Quantum is a complex field and often not only the technology but the market opportunity itself are still topics of active research. Scientists and engineers are therefore best placed to lead quantum startups. Australia’s most successful home-grown startups such as Q-CTRL, Quantum Brilliance, QuintessenceLabs and Silicon Quantum Computing, are all innovations spun out from universities. To help produce more success stories, we need to provide incentives for our most talented experts to make the major career decision to commit to commercialisation, and then support them on their journey.

Awareness of quantum technology’s potential outside of the deep tech industry is generally low.
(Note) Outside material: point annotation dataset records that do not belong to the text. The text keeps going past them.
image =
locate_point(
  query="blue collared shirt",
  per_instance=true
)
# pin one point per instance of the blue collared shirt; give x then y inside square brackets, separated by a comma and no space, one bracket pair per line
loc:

Not too long ago it was estimated that only about a thousand people worldwide understood quantum technologies — that number has now grown, but it is still far below what the new industry is demanding. This is an obvious impediment to innovation and early investment. We need academia, government and industry to work collaboratively on potential use cases across all industry sectors where quantum technology could deliver significant advantages. We’re hosting Quantum Australia, a national conference and careers fair, in February next year to help accelerate this vital interaction. The new Quantum Terminal space in the heart of Sydney will also allow us to bring these groups and like-minded people together to help spark innovation.

At the same time, we need a more concerted effort to attract emerging talent. Australia has long been a destination for talented international students looking to specialise in quantum technology. But we need to boost the domestic talent pipeline. Growing quantum awareness amongst students, teachers and others on the front line of early STEM training will be critical.

These are significant challenges, but they are not insurmountable. The developments this month are important steps forward toward getting Australia where it needs to be.

Sydney Quantum Academy CEO, Professor Peter Turner.